The Trinamul’s mobilisation of Muslim votes across West Bengal has been very effective. It was so in 2011, when the party won the Assembly election for the first time, and has intensified in the past six years. It has successfully combined Bengali-speaking and Urdu-speaking Muslims — two distinct cohorts, earlier divided between the CPI(M) and the Congress — and created a Muslim qua Muslim voter constituency that is unparalleled in Bengal since the 1940s. This is the hard fact.
Ms Banerjee’s wooing of the Muslim vote is legitimate, but her methods have been clumsy and dangerous. She has brought in the religious angle when this was unnecessary. For example, in 2016, the Pakistani ghazal maestro Ghulam Ali was scheduled to sing at a privately-organised event in Mumbai. Thanks to threats by the Shiv Sena, the concert was cancelled. It was unfair bullying, and there is little doubt that the Sena was acting thuggishly.
The Trinamul government then invited Ali to perform in Kolkata, and promised the necessary security. As a political statement, this was perfectly fine. Even so, it was not the West Bengal government’s department of culture that hosted Ali. The ghazal artiste was the guest of the department of minorities. His concert arrangements were paid for using budget allocated for minority communities’ welfare, education and so on.

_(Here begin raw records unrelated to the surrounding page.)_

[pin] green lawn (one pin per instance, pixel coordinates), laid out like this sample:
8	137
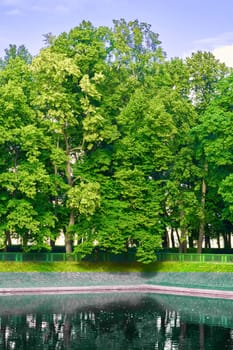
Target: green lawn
114	267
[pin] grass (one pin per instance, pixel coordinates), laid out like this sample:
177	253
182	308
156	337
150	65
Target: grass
114	267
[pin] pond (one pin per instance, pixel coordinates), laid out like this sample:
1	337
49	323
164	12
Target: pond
115	321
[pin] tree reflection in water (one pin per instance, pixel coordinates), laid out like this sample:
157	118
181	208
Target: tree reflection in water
130	321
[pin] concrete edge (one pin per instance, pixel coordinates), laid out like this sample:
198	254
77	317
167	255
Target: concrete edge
141	288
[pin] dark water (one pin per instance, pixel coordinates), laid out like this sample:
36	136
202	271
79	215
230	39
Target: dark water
115	321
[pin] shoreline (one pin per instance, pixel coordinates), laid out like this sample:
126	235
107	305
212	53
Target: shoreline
143	288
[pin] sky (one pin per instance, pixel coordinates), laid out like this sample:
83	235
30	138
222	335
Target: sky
184	26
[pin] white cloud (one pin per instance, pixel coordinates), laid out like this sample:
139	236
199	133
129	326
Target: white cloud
224	54
9	2
62	9
218	40
221	46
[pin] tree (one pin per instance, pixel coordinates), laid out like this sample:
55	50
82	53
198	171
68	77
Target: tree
205	71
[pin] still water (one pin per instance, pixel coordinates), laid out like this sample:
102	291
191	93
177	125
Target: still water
115	321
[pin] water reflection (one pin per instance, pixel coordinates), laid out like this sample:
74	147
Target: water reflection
112	322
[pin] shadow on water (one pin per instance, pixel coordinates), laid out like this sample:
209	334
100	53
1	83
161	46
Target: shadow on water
115	321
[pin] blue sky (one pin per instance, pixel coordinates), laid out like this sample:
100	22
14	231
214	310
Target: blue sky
183	25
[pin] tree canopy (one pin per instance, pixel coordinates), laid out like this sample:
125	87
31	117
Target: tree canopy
107	141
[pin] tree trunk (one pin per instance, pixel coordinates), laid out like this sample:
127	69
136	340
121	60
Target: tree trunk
165	243
183	242
69	235
202	337
202	221
207	242
172	239
191	244
183	236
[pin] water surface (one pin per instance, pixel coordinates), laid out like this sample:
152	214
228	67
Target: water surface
115	321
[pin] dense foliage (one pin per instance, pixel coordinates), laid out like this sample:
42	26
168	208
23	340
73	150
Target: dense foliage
105	140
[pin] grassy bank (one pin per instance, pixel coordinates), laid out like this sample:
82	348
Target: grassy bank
114	267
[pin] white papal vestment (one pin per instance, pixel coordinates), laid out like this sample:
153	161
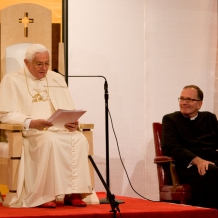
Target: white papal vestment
53	162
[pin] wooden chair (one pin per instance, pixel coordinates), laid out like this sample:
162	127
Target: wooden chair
169	187
9	163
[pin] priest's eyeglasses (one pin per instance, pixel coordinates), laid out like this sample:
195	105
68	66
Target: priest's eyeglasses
188	100
41	64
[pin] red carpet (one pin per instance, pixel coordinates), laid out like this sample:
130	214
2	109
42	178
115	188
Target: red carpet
132	208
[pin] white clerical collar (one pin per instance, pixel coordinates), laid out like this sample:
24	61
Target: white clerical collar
192	118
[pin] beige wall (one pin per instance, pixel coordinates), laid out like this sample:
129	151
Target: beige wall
54	5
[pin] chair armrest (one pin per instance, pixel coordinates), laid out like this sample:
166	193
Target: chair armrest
165	159
12	127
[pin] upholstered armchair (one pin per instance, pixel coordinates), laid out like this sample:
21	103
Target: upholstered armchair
169	187
11	148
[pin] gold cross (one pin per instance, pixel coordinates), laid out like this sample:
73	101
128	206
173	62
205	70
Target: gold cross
25	21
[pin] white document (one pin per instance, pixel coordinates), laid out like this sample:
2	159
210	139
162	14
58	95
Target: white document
60	117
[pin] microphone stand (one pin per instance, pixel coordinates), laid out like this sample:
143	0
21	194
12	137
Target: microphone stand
106	97
114	204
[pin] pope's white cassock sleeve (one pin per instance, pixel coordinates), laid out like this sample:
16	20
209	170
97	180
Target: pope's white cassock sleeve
53	162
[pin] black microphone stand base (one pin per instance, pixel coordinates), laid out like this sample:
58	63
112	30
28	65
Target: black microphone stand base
106	201
110	197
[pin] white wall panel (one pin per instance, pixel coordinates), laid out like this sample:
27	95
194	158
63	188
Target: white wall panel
148	50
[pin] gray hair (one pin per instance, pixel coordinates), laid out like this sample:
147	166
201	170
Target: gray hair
33	49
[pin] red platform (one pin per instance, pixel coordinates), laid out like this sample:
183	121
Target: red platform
132	208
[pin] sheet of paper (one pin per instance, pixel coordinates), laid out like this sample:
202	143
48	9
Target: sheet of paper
61	117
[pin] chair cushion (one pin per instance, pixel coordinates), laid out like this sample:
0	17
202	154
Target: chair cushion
4	149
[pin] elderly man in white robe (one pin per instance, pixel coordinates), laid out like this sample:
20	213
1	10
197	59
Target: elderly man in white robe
54	160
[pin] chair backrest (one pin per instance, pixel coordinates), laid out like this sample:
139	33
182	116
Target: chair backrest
163	172
157	131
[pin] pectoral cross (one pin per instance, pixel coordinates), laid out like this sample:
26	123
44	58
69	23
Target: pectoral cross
25	21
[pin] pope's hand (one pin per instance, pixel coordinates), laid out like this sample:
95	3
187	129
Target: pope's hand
72	126
40	124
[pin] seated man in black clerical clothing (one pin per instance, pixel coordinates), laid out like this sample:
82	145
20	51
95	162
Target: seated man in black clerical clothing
191	138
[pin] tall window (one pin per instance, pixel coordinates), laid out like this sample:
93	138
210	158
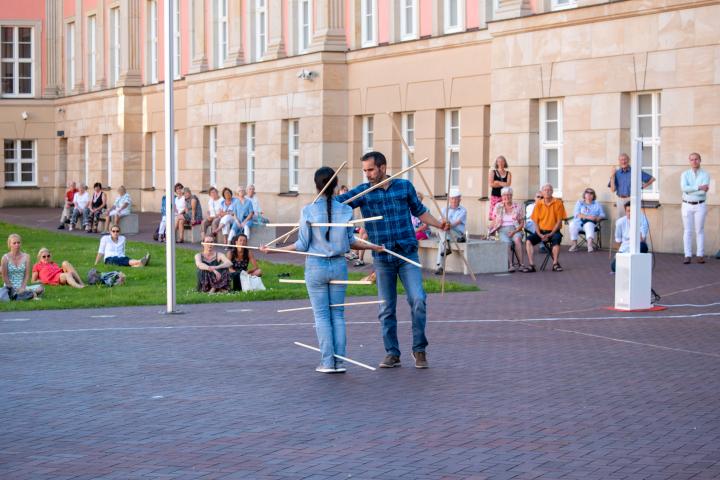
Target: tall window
212	154
408	131
250	153
368	133
452	148
20	162
152	40
368	25
92	51
16	55
646	129
221	32
114	46
551	141
304	25
293	155
70	55
454	15
408	19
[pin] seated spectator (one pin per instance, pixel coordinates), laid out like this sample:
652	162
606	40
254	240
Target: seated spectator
457	217
213	212
98	204
241	259
509	223
15	267
588	213
212	273
81	200
112	247
622	233
67	205
548	216
49	273
121	208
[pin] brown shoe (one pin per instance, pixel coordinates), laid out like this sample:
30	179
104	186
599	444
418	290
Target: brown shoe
420	360
390	361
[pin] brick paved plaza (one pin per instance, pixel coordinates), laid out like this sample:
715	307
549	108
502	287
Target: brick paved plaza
531	378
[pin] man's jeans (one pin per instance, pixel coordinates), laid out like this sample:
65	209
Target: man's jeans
329	322
387	272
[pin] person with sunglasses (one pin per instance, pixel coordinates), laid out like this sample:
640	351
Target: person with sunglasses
112	247
588	212
49	273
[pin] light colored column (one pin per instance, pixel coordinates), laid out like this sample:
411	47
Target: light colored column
199	61
276	45
129	44
236	56
329	32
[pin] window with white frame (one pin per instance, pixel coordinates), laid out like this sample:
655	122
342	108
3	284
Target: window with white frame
645	128
551	142
152	42
20	162
408	131
92	51
212	153
368	23
452	148
250	153
221	32
114	46
368	133
293	155
70	55
454	16
304	25
16	62
408	19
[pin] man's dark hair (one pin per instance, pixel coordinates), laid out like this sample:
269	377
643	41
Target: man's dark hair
376	157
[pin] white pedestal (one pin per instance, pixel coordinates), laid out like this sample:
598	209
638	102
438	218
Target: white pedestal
633	281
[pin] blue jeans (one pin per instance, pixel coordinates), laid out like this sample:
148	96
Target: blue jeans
329	322
387	272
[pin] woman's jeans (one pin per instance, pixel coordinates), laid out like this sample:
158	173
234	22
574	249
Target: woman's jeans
387	272
329	322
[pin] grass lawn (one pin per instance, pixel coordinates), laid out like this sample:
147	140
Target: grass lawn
146	286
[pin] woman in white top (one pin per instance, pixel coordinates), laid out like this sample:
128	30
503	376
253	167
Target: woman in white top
112	247
81	200
121	208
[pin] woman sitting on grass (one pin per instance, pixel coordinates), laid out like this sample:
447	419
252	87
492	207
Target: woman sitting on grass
212	269
49	273
241	259
15	267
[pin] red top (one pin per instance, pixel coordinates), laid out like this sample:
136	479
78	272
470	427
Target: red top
49	273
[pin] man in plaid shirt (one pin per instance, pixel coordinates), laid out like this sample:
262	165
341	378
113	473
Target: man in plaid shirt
395	201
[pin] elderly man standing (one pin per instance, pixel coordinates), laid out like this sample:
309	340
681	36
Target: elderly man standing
457	218
395	201
695	184
548	216
620	182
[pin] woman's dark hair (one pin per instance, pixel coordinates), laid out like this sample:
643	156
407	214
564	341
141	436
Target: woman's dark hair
323	175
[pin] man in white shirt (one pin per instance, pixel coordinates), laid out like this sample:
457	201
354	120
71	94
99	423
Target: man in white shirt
112	248
81	200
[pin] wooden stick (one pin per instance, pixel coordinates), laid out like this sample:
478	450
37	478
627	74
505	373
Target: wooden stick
269	249
389	252
349	360
285	236
332	282
380	184
373	302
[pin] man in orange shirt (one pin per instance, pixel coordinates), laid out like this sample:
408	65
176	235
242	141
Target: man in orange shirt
548	216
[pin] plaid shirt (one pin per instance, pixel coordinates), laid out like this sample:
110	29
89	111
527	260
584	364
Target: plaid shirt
395	204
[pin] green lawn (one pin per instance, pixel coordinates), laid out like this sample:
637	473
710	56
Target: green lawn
146	286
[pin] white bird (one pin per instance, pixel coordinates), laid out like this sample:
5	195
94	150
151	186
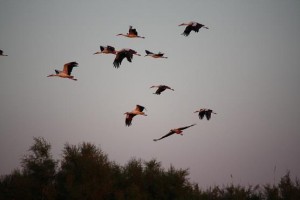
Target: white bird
205	112
192	26
155	55
132	33
124	53
66	73
106	50
137	111
161	88
172	131
1	53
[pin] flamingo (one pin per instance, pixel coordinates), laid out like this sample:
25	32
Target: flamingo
132	33
192	26
124	53
106	50
66	73
155	55
205	112
172	131
161	88
1	53
137	111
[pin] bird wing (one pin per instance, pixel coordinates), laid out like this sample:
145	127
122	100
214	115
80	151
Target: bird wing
68	67
139	108
208	114
132	31
148	52
201	114
160	90
167	135
129	55
110	48
196	27
128	119
119	57
182	128
187	30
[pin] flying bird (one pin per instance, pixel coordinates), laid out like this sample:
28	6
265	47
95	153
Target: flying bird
106	50
66	73
124	53
1	53
132	33
172	131
205	112
137	111
192	26
155	55
160	88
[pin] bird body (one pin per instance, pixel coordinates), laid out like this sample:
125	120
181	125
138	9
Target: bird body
1	53
137	111
172	131
106	50
205	112
155	55
67	70
132	33
192	26
124	53
161	88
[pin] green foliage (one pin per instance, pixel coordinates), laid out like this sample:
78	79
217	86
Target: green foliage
85	172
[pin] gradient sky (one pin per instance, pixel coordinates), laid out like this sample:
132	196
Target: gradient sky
245	67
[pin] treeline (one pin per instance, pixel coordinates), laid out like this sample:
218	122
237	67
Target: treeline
86	173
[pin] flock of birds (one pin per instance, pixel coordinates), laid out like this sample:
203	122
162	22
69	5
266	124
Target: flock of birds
128	54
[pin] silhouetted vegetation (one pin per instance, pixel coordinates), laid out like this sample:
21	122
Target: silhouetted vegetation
85	172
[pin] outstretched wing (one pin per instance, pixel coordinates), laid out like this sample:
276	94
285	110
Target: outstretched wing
148	52
160	90
139	108
119	58
68	67
167	135
182	128
187	30
132	31
110	48
201	114
208	114
128	119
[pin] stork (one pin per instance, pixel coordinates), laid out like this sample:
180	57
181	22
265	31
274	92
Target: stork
161	88
155	55
132	33
106	50
205	112
172	131
1	53
66	73
137	111
192	26
124	53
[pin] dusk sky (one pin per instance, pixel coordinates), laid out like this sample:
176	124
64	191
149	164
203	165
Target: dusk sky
245	67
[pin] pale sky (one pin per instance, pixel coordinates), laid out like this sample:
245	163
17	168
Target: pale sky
245	67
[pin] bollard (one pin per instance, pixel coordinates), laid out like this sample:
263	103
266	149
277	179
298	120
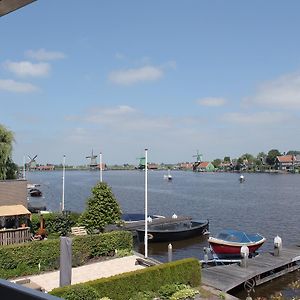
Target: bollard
170	252
205	250
277	245
245	256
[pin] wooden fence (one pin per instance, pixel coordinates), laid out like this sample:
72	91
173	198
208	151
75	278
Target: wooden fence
14	236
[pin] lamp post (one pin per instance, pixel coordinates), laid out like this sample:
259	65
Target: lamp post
100	167
146	204
63	192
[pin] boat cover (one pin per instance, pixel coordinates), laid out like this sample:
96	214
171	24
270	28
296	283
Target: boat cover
238	236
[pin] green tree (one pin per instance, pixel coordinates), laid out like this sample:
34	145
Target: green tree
8	169
271	157
227	159
216	162
102	209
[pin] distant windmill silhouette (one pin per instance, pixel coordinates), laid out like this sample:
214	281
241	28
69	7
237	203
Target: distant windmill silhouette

Other examples of Trinamul egregiousness have been more trenchant. A cadre of controversial Muslim politicians, nominally affiliated to the Trinamul, has virtually hijacked community politics. Some of them have transnational Islamist affiliations, including with the Jamaat in Bangladesh and its kindred organisations in India. These are men like Idris Ali (MP from Basirhat), Siddiqullah Chowdhury (a minister as well as state unit chief of the Jamiat Ulema-e-Hind) and Shaikh Nurul Islam (former MP from Basirhat and implicated in the Deganga riots of 2010).
In certain parts of West Bengal, such as in North 24 Parganas, the Trinamul has ceded political authority to these vote managers. The state has lost its nerve. The police has been reduced to passivity or to tacitly supporting mobs of a radical religious character.
Take the case of Dipendu Biswas, former footballer and current MLA from Basirhat. He had lost a byelection to the BJP in 2014, but won the Assembly election in 2016. In the past few days, he has been held hostage by forces loyal to the Jamaat and related groups. He has acquiesced in a targeting of Hindu neighbourhoods by the police and this has created a disquiet among many who voted for him in 2016. Frankly, he is powerless. In many respects, so is his chief minister.
A backlash is gradually building. Ms Banerjee’s crude Muslim mobilisation has caused misgivings in middle-class Kolkata, in smaller towns and rural areas in south and central Bengal, and even among sections of Bengali-speaking Muslims who look upon this new rendition of religious identity and politics as an imported imposition, alien to their culture.
It is not as if these voter groups are suddenly and overwhelmingly going to vote for the BJP. That is not the point at all. The point really is that the Trinamul and its leadership have unleashed toxic forces they can no longer curb. West Bengal is paying the price.